Last Saturday both myself and Matt, KB1OSV, headed down to the SEMARA clubhouse to particpate in the ARRL June VHF QSO Party. I had previously participated in the January VHF Sweepstakes at the club and had a good time. When I brought up the fact that I was going to be activating the station at the last business meeting, Matt offered to show up as well with his FT-897 so we could operate on 2M as well.
The day of, I arrived at noon and Matt had already set up his 2M beam. We attached it to the top of a 18ft painter’s pole that he had brought and lashed it to the stairs, giving it about 25ft clearance off the ground. Matt travels a lot and he has his entire station broken down into a waterproof Pelican case (radio, other electronics) and a travel bag (antennas, tools, etc.). Very impressive. We set up his 897 which I manned for 2M and he operated the club’s TS-570 for 6M. Being both rookies, we managed to muff the start of the contest. At 1300EDT we started scouring the bands and were confused as we heard almost no activity. We then realized that we both were mistaken that 1300EDT was NOT 1800UTC, the start of the contest, it was 1700UTC. Whoops. Stupid daylight savings.

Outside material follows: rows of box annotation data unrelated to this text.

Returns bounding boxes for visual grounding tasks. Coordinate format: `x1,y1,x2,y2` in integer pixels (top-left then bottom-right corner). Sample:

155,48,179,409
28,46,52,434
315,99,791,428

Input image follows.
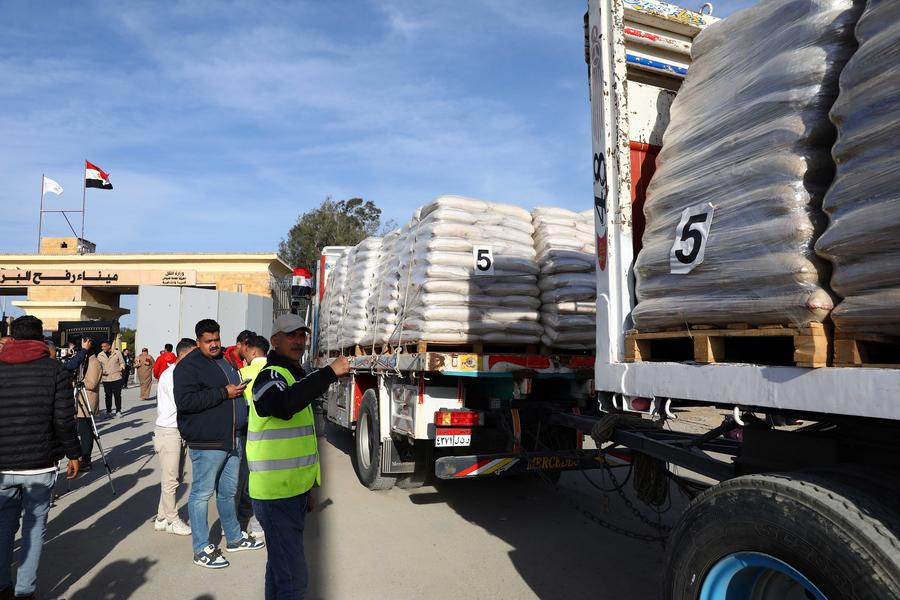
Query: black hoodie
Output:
172,350,246,450
0,340,81,471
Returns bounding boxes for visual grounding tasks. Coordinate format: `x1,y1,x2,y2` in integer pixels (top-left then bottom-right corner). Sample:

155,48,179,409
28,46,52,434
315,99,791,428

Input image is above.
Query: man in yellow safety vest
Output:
247,314,350,600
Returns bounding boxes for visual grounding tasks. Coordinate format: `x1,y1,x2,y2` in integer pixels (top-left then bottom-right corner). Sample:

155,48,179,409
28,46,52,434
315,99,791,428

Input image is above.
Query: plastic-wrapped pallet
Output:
390,196,543,344
531,208,597,350
361,229,401,352
338,237,381,348
319,252,350,352
632,0,860,330
816,0,900,335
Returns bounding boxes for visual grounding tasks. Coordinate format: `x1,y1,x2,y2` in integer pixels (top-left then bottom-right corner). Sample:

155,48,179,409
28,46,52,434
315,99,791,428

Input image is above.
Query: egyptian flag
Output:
84,161,112,190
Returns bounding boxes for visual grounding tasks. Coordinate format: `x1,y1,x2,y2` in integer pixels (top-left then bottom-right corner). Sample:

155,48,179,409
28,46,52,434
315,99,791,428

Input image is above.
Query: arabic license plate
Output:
434,429,472,448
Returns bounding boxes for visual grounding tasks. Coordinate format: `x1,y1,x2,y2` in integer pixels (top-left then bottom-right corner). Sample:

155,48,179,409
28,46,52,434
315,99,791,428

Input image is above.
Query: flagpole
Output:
81,160,87,245
38,173,44,254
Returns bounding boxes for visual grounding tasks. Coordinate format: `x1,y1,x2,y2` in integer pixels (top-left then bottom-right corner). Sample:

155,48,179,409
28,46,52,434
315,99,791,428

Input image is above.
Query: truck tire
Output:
663,471,900,600
353,390,395,490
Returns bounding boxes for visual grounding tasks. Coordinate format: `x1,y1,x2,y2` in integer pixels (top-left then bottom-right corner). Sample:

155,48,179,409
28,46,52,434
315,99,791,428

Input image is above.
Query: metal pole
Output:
81,160,87,247
38,173,44,254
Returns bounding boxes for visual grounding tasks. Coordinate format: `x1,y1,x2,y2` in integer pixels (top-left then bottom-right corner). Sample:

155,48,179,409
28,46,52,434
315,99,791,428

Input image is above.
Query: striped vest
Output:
247,366,320,500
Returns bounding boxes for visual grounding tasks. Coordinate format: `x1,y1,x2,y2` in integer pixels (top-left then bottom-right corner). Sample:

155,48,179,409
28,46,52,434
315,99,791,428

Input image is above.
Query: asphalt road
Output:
26,388,684,600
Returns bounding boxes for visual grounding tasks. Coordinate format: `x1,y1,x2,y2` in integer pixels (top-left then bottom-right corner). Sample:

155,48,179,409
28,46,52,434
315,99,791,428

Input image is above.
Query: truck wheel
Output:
353,390,395,490
663,472,900,600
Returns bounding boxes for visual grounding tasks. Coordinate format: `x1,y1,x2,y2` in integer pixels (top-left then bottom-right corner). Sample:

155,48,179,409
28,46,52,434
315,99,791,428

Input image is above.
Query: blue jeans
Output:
0,471,56,596
188,438,243,554
253,492,309,600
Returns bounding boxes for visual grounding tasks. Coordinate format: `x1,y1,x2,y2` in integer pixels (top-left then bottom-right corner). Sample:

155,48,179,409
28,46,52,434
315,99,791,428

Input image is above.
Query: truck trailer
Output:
313,0,900,600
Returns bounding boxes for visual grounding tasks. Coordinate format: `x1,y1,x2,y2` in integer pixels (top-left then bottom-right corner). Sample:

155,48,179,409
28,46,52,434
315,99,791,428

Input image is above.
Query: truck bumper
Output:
434,449,631,479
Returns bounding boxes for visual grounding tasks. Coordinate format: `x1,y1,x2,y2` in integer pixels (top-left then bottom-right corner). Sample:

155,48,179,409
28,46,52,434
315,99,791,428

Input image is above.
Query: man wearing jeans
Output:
0,316,81,600
253,314,350,600
173,319,265,569
153,338,197,535
97,342,125,419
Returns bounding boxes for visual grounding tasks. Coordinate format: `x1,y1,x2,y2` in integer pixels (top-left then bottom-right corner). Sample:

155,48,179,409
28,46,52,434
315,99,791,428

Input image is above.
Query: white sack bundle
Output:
816,0,900,335
531,207,597,350
390,196,542,344
632,0,860,330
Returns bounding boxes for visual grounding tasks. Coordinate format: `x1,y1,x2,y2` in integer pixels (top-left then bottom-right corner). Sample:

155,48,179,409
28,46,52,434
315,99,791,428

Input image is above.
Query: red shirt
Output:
153,350,177,379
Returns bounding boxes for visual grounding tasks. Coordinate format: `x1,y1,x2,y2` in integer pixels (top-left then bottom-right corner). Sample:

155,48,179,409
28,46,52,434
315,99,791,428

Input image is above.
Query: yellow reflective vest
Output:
246,366,321,500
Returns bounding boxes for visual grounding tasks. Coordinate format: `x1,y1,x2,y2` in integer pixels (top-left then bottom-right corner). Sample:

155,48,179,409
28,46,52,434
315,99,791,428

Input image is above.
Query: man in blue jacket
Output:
173,319,265,569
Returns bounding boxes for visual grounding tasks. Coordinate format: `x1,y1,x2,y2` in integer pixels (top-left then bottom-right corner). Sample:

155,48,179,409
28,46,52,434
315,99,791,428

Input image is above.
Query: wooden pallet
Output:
833,331,900,369
625,323,832,368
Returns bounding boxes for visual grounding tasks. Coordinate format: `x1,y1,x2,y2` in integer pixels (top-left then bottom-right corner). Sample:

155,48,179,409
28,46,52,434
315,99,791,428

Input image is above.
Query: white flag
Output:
42,175,62,196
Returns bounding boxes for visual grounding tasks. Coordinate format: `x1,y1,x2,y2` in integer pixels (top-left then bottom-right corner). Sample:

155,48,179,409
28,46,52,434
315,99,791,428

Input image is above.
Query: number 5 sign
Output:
472,245,494,275
669,202,715,275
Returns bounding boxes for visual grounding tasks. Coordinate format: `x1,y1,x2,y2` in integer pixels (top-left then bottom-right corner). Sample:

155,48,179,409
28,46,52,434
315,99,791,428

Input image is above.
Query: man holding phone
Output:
173,319,265,569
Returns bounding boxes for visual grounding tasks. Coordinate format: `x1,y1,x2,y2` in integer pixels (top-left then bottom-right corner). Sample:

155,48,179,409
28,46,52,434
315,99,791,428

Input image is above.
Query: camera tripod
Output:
75,381,116,496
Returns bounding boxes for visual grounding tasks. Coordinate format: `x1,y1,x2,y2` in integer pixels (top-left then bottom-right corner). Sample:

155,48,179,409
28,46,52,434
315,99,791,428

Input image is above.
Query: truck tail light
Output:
434,410,484,427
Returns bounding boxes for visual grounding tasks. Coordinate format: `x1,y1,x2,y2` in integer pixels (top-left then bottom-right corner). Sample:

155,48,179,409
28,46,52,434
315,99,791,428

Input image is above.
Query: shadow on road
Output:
70,558,158,600
326,426,685,600
38,476,159,598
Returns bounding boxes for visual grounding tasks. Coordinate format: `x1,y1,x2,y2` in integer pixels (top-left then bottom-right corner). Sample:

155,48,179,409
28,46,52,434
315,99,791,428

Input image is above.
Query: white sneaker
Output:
194,544,231,569
166,519,191,535
225,531,266,552
247,517,266,539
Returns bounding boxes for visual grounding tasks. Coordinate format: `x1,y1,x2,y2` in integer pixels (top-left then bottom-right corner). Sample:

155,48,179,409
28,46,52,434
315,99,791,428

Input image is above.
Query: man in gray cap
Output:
247,314,350,600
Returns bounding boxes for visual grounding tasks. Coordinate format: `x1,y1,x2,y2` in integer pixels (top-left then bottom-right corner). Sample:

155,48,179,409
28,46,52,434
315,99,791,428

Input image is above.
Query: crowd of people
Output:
0,314,349,600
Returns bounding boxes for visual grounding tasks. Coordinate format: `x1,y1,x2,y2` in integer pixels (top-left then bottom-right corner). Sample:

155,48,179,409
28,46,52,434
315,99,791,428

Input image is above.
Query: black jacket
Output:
253,351,337,421
172,350,244,450
0,340,81,471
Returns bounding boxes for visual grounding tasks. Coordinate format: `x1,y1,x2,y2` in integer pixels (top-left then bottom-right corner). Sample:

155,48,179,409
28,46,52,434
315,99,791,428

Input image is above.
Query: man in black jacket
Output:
0,316,81,600
248,314,350,600
173,319,265,569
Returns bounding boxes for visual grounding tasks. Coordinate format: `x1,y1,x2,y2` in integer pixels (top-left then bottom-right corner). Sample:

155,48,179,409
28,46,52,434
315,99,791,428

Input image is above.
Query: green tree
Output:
278,196,381,271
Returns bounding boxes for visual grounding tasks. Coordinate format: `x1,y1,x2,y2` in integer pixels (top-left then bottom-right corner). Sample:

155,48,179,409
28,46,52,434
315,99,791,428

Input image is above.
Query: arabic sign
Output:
0,269,197,287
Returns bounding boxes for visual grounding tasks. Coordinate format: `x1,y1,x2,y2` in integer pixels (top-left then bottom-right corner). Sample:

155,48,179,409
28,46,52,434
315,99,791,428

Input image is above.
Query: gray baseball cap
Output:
272,313,310,335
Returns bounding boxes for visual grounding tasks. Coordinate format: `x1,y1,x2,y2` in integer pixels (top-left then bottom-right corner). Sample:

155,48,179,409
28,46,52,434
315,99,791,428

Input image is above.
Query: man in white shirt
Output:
153,338,197,535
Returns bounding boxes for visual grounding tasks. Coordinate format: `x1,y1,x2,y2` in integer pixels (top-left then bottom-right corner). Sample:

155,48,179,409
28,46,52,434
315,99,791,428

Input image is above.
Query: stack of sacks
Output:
632,0,859,330
390,196,543,344
360,229,402,350
319,252,349,352
816,0,900,335
531,208,597,350
339,237,381,348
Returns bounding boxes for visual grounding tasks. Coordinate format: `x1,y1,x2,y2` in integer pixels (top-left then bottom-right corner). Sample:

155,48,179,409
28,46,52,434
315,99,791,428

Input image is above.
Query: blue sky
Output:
0,0,753,324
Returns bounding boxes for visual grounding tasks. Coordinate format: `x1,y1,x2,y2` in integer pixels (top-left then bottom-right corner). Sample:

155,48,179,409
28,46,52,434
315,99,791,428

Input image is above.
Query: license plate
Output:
434,429,472,448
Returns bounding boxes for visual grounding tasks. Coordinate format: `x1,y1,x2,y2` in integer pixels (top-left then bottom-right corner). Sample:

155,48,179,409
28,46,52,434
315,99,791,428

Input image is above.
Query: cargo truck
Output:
316,0,900,600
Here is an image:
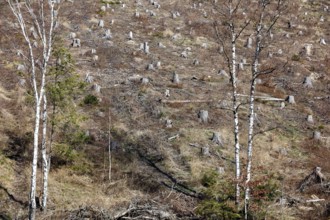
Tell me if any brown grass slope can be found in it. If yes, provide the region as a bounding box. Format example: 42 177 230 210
0 0 330 219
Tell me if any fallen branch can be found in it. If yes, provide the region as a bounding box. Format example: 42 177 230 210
136 149 201 199
306 199 325 203
167 134 179 141
237 94 285 101
0 184 28 207
298 167 325 192
159 99 214 104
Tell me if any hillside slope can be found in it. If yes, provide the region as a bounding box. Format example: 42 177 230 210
0 0 330 219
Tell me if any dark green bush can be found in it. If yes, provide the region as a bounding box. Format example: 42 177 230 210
83 94 99 105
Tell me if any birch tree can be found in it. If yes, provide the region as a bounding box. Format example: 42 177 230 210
6 0 58 219
214 0 250 206
244 0 284 219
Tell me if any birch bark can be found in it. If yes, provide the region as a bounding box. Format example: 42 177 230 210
6 0 56 220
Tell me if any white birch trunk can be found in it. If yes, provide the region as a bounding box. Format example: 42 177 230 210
244 6 264 220
29 98 40 220
229 2 241 206
108 108 112 183
41 95 50 211
6 0 56 220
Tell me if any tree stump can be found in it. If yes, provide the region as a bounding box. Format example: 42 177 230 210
320 38 327 45
198 110 209 123
172 72 180 84
92 84 101 93
217 167 225 175
69 32 77 39
245 36 252 48
104 29 112 40
141 77 149 85
93 55 99 62
165 119 173 128
218 70 229 77
304 44 313 56
298 167 325 192
71 38 81 47
165 89 170 98
147 63 155 70
98 19 104 28
17 64 25 71
158 42 166 49
142 42 149 54
211 132 223 146
193 59 199 66
306 115 314 124
180 51 188 58
85 73 94 83
201 147 211 157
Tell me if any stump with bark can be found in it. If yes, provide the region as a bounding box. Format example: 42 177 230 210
298 167 325 192
172 72 180 84
201 147 211 157
286 95 296 104
211 132 223 146
303 76 313 89
198 110 209 123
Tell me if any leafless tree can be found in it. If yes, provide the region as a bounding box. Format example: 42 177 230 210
214 0 250 205
244 0 284 219
6 0 59 219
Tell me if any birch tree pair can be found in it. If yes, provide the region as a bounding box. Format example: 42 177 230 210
6 0 59 219
214 0 285 219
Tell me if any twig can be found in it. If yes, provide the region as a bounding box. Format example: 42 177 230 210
306 199 325 203
167 134 179 141
160 99 214 104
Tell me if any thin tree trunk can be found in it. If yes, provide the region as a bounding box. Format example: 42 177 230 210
230 16 241 206
108 108 112 183
29 97 40 220
244 9 264 220
41 95 49 211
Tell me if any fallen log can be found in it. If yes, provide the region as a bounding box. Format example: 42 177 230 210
298 167 325 192
159 99 214 104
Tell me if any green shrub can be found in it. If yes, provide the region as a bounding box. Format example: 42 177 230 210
291 54 300 62
196 200 241 220
196 170 241 220
83 94 99 105
52 143 78 167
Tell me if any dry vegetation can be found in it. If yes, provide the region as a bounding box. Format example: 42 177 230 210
0 0 330 219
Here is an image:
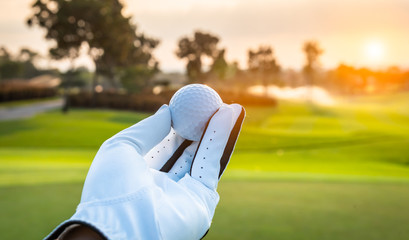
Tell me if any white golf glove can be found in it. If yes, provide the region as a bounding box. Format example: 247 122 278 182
46 104 245 240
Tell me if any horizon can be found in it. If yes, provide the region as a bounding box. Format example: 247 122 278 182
0 0 409 73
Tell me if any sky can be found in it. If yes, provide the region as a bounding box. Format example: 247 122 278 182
0 0 409 72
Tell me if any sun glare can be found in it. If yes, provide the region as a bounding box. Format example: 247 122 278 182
365 42 385 61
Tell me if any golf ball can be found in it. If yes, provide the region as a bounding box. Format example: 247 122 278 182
169 84 223 141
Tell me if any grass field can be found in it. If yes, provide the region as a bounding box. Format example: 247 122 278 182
0 94 409 240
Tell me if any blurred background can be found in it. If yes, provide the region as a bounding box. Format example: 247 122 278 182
0 0 409 240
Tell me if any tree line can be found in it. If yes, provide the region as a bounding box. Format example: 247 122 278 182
0 0 409 96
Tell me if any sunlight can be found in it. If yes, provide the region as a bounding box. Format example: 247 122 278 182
365 41 385 61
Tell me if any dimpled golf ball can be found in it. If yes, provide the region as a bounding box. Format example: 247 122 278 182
169 84 223 141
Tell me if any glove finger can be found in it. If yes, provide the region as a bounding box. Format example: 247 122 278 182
190 104 245 189
144 128 192 172
106 105 171 156
168 142 199 181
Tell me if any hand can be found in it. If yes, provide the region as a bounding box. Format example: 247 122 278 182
47 104 245 240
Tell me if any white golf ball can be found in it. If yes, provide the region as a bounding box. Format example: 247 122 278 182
169 84 223 141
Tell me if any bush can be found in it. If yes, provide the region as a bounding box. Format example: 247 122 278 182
70 89 277 111
0 81 57 102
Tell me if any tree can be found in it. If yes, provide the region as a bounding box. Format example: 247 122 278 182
247 46 281 95
27 0 159 91
302 41 324 86
176 31 220 82
0 47 40 79
210 49 229 80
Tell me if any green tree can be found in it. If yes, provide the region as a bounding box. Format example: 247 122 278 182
0 47 40 79
27 0 159 90
176 31 220 82
247 46 281 95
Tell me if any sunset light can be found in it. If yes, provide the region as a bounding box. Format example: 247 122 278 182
365 41 385 62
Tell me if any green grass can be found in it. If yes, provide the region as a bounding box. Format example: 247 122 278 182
0 94 409 239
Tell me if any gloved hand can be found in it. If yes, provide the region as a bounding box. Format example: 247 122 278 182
46 104 245 240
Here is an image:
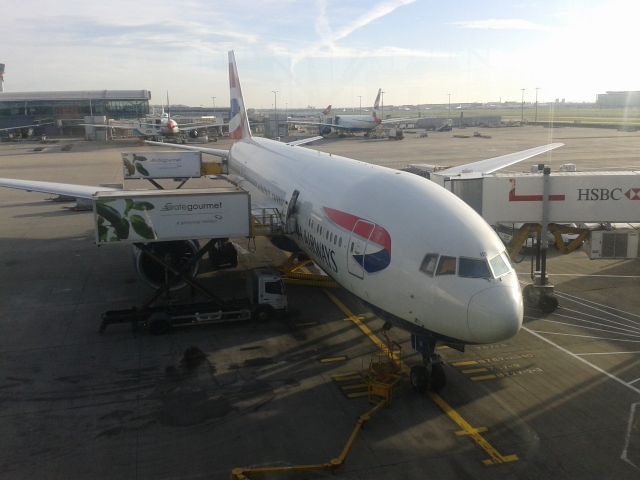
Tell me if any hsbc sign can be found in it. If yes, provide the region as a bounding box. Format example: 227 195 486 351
480 172 640 225
578 188 640 201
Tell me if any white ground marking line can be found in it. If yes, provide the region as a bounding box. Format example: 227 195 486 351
516 272 640 279
556 294 640 326
522 327 640 395
556 292 640 320
552 309 640 336
540 318 640 338
557 307 640 333
576 350 640 356
620 403 640 468
522 328 640 343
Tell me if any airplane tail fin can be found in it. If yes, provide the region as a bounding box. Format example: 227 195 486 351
229 50 251 140
373 88 382 110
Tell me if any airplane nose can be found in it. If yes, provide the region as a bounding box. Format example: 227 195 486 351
467 285 523 343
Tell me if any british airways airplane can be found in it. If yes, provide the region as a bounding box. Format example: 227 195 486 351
0 52 560 390
287 88 416 135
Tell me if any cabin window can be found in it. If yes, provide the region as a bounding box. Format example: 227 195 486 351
420 253 438 277
489 254 511 278
436 255 456 275
458 257 491 278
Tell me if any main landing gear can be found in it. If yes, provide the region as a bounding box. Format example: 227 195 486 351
409 333 447 392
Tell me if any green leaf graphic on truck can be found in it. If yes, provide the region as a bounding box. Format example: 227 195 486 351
96 198 156 242
122 153 149 177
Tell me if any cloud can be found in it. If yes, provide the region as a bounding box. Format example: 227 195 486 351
451 18 547 30
333 0 415 40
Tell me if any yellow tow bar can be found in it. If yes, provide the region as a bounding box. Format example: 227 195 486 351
231 400 388 480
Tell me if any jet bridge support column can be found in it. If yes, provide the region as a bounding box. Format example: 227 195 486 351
524 167 558 313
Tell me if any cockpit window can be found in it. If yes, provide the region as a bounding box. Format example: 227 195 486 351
420 253 438 277
489 254 511 278
458 257 491 278
436 255 456 275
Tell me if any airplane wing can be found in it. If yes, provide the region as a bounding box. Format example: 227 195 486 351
78 123 132 130
0 178 120 199
436 143 564 177
144 140 229 158
0 122 53 132
380 117 420 125
287 120 353 130
287 135 324 147
178 123 229 132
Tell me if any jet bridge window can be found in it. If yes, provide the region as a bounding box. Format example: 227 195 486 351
436 255 456 276
264 281 284 295
458 257 492 278
420 253 438 277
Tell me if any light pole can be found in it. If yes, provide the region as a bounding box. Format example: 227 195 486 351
271 90 278 138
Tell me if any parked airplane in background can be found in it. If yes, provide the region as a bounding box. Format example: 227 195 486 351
287 88 415 135
0 52 559 390
0 122 53 138
80 109 221 141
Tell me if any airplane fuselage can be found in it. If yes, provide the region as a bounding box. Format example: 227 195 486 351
333 115 380 132
229 137 522 343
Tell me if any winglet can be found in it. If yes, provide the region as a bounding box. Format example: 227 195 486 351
229 50 251 140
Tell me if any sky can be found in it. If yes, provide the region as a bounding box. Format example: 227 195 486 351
0 0 640 108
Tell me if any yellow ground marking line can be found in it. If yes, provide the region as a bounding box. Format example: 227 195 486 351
340 383 369 390
324 290 409 373
450 360 478 367
462 368 489 375
331 373 362 382
320 355 349 363
347 391 369 398
295 322 318 327
469 375 498 382
429 392 518 465
324 290 518 465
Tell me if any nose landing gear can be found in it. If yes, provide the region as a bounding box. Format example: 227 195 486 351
409 334 447 392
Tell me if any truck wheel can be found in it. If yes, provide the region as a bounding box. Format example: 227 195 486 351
252 305 272 322
409 365 429 392
148 312 171 335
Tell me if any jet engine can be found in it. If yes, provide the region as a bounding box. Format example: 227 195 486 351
134 240 199 290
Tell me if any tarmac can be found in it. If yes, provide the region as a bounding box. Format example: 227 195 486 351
0 127 640 480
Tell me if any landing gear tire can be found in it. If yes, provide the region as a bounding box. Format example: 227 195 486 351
409 365 429 393
148 312 171 335
429 363 447 393
538 295 558 313
252 305 273 323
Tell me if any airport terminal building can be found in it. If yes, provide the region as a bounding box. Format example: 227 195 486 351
0 90 151 135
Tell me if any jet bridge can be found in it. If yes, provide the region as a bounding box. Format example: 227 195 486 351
431 170 640 225
431 165 640 311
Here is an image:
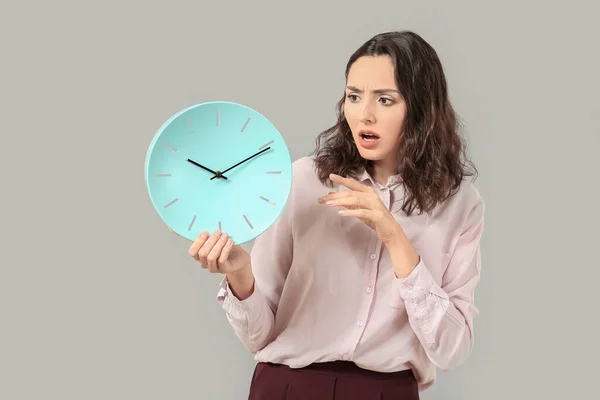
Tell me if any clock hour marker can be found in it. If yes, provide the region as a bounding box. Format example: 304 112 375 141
188 215 196 231
260 196 275 206
164 143 177 151
258 140 275 150
185 119 194 133
240 118 250 132
244 215 254 229
165 198 179 208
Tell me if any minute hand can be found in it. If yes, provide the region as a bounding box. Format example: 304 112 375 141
210 146 271 181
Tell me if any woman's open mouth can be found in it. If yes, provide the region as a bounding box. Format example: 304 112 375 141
358 130 380 148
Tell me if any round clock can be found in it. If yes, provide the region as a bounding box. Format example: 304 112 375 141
144 101 292 244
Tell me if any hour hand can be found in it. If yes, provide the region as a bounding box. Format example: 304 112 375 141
188 158 227 179
210 146 271 180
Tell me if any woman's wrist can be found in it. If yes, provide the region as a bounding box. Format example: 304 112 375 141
226 266 254 300
386 230 420 278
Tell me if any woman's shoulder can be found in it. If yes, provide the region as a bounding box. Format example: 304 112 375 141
433 178 485 219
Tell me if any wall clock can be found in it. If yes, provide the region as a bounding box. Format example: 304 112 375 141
144 101 292 244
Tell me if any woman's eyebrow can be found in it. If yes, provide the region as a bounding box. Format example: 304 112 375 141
346 86 400 94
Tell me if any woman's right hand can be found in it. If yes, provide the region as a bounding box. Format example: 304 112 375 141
189 230 251 275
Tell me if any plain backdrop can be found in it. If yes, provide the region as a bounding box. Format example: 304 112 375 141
0 0 600 400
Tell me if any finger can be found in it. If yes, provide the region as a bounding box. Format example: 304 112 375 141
338 208 375 221
217 237 233 268
206 233 229 273
325 196 374 209
188 231 208 261
318 190 354 204
198 230 221 267
329 174 371 192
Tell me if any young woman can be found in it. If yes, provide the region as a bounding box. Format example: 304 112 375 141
189 31 484 400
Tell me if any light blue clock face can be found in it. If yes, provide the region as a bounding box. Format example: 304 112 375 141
145 101 292 244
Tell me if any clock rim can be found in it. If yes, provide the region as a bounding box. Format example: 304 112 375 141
144 100 294 245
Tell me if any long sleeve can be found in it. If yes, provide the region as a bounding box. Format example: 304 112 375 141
217 184 293 353
394 198 484 370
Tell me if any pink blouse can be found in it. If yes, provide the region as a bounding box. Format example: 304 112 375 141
217 157 484 390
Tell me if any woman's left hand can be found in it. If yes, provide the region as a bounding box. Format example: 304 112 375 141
319 174 420 278
319 174 404 245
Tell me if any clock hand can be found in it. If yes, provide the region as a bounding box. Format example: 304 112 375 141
188 158 227 179
210 146 271 181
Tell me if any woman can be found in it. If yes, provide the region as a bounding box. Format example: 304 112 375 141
189 31 484 400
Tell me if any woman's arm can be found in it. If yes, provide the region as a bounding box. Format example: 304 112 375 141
389 198 484 370
217 188 293 353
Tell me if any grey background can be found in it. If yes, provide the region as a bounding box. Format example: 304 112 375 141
0 0 600 400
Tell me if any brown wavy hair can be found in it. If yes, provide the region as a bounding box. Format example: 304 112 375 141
313 31 477 215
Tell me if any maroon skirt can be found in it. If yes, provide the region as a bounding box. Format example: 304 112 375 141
248 361 419 400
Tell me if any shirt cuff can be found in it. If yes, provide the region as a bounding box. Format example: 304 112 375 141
217 277 260 320
394 257 437 300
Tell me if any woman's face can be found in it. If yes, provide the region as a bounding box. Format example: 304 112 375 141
344 56 406 162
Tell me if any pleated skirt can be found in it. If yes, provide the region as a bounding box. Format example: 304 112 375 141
248 361 419 400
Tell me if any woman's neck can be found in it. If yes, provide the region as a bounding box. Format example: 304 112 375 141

As 1800UTC FINALLY rolled around, the bands sprung to life. I made the first contact of the afternoon at 1801UTC. Unfortunately, I should have savored it, as it was one of five contacts I made during the contest. 2M was mostly dead for most of the afternoon and I was only able to work three grids. Matt had better luck on 6M, as the band occasionally opened up and he was able to work stations in the midwest and southeast United States. By the time 6PM rolled around and we both had to leave, we worked a grand total of 16 contacts and 10 grids. Not anything impressive, but definitely not bad considering our setup and time limitations.
We both had a good time. It was Matt’s first VHF contest and it was my first time running SSB on 2M. I was impressed when the band did show brief (really brief) signs of life and was able to hear as far north as Northern New Hampshire and as far west as eastern New York. If and when I am able to get a house with a permanent antenna setup, I think a 2M beam is definitely in my future. Matt and I agreed that we would definitely want to try this again and he has access to a mountaintop with a shelter and power through his astronomy club. I think that if I ever get a radio that can run 2M sideband, I may take him up on his offer.